Turnbridge has yet to lease the Bronx facility, but it is not particularly concerned about finding takers.
“If you look at the supply versus the demand, it’s so far out of whack in our favor,” Joblon said.
Industrial vacancy fell below 2 percent in New York last year — among the lowest rates in the country, according to JLL. The South Bronx has 17 million square feet of warehouse and distribution facilities, and Turnbridge’s project is one of the few currently open for leasing.
JLL’s Rob Kossar, who is handling leasing, said that even though Class A industrial space in the city costs a premium, it is not a loss leader in the same way that a Fifth Avenue retail space long was for dominant retail brands.
“If you’re building a business like Amazon, where you want to provide same-day delivery in every market around the world, you just can’t not do New York City,” he said.
A third personality
Turnbridge has become a bigger player by dint of its split personality, the unsexy warehouses in top-tier markets and high-end developments in emerging ones.
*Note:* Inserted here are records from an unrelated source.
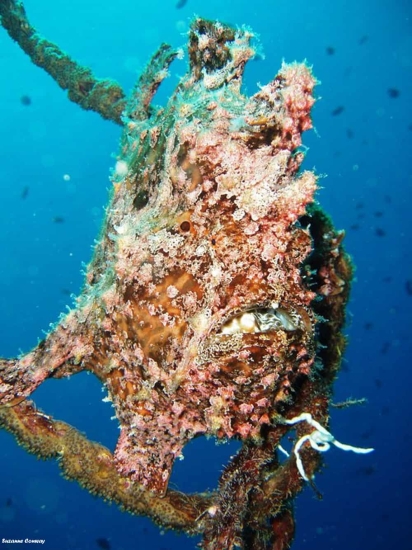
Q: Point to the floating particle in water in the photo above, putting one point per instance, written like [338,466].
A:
[393,92]
[25,100]
[366,470]
[338,110]
[103,543]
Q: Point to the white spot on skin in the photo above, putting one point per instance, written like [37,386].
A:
[172,291]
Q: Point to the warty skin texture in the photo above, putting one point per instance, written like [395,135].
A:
[203,225]
[213,305]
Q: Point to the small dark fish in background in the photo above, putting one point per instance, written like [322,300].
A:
[385,348]
[103,543]
[393,93]
[338,110]
[25,100]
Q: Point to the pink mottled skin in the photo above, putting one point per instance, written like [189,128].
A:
[203,227]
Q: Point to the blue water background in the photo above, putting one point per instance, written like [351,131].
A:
[365,154]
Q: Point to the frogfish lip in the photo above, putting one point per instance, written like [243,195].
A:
[260,319]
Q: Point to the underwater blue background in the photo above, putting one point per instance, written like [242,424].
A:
[55,161]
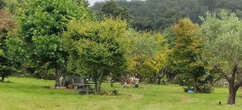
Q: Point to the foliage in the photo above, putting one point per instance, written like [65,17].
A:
[187,53]
[158,15]
[41,22]
[222,48]
[95,50]
[2,4]
[112,9]
[148,56]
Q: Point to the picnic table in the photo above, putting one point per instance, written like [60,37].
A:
[84,87]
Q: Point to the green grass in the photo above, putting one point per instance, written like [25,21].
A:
[29,94]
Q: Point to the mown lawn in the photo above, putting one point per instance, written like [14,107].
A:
[29,94]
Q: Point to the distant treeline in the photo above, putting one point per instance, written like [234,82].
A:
[160,14]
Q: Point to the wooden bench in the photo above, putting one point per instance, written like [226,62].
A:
[84,88]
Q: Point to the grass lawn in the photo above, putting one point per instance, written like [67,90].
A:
[29,94]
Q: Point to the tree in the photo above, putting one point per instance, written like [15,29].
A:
[147,56]
[222,48]
[41,23]
[187,53]
[94,49]
[6,24]
[2,4]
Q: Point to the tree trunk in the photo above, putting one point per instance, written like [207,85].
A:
[57,79]
[3,77]
[98,87]
[232,94]
[196,88]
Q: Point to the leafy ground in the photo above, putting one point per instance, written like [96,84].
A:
[30,94]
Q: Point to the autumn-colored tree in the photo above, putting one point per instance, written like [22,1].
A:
[187,52]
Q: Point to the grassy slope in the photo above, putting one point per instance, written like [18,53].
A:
[28,94]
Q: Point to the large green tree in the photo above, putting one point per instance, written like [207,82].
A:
[41,23]
[95,50]
[223,49]
[186,53]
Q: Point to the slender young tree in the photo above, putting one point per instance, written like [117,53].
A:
[223,49]
[187,52]
[41,23]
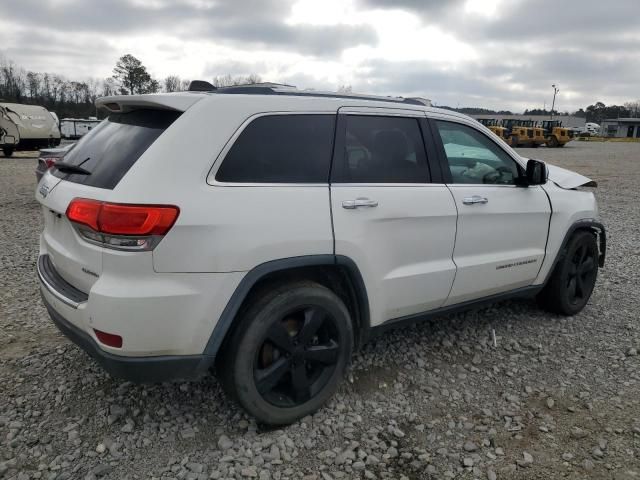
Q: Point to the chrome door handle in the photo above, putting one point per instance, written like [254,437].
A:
[359,202]
[474,199]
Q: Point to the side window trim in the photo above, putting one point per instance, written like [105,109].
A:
[443,161]
[445,172]
[433,155]
[337,160]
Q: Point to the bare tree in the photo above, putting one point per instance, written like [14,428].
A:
[133,76]
[172,83]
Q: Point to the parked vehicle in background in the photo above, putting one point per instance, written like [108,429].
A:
[555,134]
[74,128]
[534,132]
[496,127]
[270,232]
[520,135]
[49,157]
[55,117]
[9,134]
[35,126]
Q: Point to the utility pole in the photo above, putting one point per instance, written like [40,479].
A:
[555,91]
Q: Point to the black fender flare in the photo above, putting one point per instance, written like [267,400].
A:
[226,319]
[584,224]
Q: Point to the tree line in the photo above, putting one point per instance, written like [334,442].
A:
[72,98]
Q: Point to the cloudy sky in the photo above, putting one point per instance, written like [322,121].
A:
[488,53]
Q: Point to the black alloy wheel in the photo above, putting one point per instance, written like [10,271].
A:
[298,356]
[574,277]
[288,352]
[581,274]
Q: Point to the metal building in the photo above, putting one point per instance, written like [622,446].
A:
[621,127]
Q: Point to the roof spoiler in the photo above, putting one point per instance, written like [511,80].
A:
[201,86]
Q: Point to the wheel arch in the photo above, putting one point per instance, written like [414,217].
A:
[589,225]
[336,272]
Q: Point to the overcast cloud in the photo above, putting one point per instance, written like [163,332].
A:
[487,53]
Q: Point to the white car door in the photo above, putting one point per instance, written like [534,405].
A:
[397,226]
[502,227]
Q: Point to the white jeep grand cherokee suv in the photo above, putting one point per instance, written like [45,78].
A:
[270,232]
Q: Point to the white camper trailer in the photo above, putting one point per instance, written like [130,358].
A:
[26,127]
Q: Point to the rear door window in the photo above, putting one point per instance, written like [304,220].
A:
[382,150]
[281,149]
[110,149]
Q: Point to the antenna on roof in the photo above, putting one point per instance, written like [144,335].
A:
[200,86]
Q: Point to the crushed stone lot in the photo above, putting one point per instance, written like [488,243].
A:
[557,398]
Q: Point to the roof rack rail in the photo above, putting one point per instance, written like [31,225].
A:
[200,86]
[269,88]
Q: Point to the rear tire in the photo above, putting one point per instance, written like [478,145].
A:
[574,277]
[288,353]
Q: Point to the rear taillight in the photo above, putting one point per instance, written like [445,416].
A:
[122,226]
[109,339]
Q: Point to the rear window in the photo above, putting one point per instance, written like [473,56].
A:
[281,149]
[110,149]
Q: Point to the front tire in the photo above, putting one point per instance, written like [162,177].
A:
[288,352]
[574,277]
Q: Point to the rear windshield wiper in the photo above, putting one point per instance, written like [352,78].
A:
[70,168]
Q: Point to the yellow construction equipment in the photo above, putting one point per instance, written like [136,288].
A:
[495,126]
[534,132]
[555,134]
[520,135]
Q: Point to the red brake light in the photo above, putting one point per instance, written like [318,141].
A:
[136,220]
[117,219]
[84,212]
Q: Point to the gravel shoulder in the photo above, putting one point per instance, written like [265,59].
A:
[557,398]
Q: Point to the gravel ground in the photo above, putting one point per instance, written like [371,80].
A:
[557,398]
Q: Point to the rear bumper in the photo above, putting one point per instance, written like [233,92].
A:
[135,369]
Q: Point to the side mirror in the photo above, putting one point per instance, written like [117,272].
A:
[536,173]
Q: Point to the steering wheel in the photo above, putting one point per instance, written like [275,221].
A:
[496,177]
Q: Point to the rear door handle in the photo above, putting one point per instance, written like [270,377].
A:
[474,199]
[359,202]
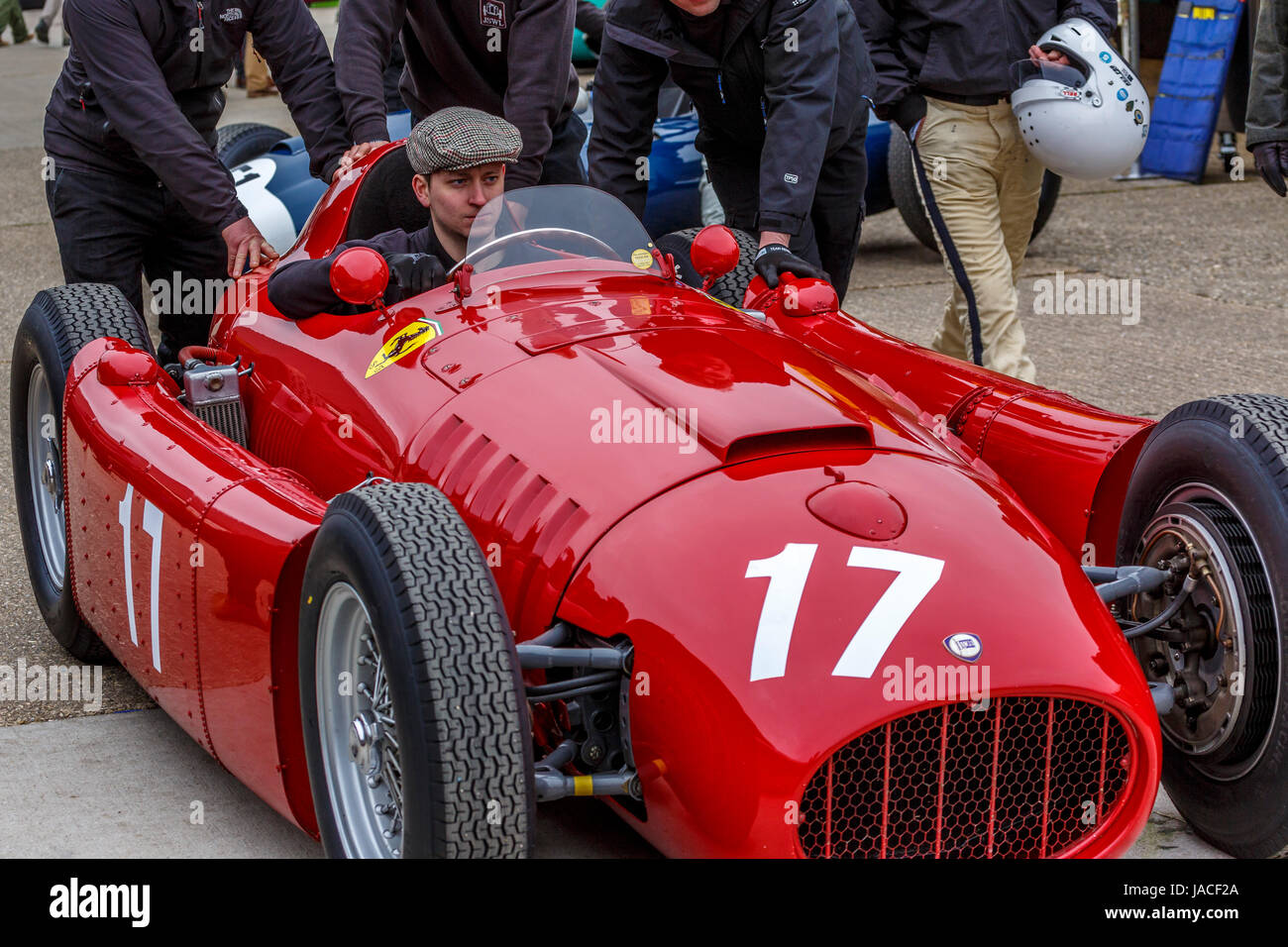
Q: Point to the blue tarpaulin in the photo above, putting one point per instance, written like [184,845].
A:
[1190,88]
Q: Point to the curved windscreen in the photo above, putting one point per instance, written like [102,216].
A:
[561,224]
[1024,69]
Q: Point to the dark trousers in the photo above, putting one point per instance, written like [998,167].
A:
[829,236]
[116,231]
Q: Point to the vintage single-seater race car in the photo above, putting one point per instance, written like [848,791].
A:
[768,579]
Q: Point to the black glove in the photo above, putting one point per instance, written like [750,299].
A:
[1271,159]
[909,111]
[410,274]
[776,260]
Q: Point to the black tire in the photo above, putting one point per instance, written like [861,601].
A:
[55,326]
[1219,468]
[458,698]
[907,198]
[240,142]
[729,287]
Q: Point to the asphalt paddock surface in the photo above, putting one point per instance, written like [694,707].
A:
[1206,262]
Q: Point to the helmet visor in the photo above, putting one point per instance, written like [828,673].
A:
[1028,69]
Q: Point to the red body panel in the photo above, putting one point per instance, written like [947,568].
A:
[724,789]
[228,523]
[497,405]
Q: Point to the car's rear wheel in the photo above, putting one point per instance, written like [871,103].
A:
[1210,497]
[729,287]
[415,719]
[907,198]
[240,142]
[55,326]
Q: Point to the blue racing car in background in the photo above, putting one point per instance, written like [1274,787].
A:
[270,170]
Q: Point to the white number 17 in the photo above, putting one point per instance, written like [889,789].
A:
[787,574]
But the firm has another practice, built on distress deals.
One recent deal combined all three of Turnbridge’s personalities, as the firm turned a distressed mall into a flagship office for one of the hottest tech tenants in the country. The Cary Towne Center mall in North Carolina had lost three of its five anchor tenants, plunging it into a financial abyss. In early 2019, Turnbridge and Denali Properties bought the 87-acre property for $31.5 million.
By the end of the year, Turnbridge had secured a rezoning that would allow a future owner to build up to 1.2 million square feet of office space, 1,800 apartments and a 450-key hotel. Maybe Turnbridge would have built those things itself, but it found a better deal: Less than two years after buying the property, Turnbridge sold it for $95 million to Epic Games, the gaming behemoth behind Fortnite. Epic now plans to build its world headquarters on the site, but work has stalled as it tries to rezone the property again.
Turnbridge nearly expanded its South Congress portfolio through that route, too, when Austin developer Nate Paul ran into trouble at his assemblage around 500 South Congress Avenue. In June 2020, Turnbridge acquired the $33.6 million loan on the properties at a slight discount.
Three months later, Paul missed a payment on the loan and Turnbridge accelerated it, calling nearly $34 million immediately due. The properties, less than 1,000 feet from Music Lane, were the loan’s collateral. But just before the property changed hands, Paul wriggled out of the bind.
“We had signed a deed-in-lieu,” Joblon said, “and seven days before we were due to get title at a very good basis, he somehow was able to refinance it, and we weren’t able to get it.”
Last year, Paul bought back many of the properties he lost, but 500 South Congress was not one of them. Instead, Related swooped in and snagged the site at auction for $65 million. But the near-miss showed a new way for Turnbridge to scrape out deals.
“If you don’t get paid back and you have to do that, then yes, you have the in-house capability as a fallback,” Joblon said. “I think that’s a really interesting angle that our investors like.”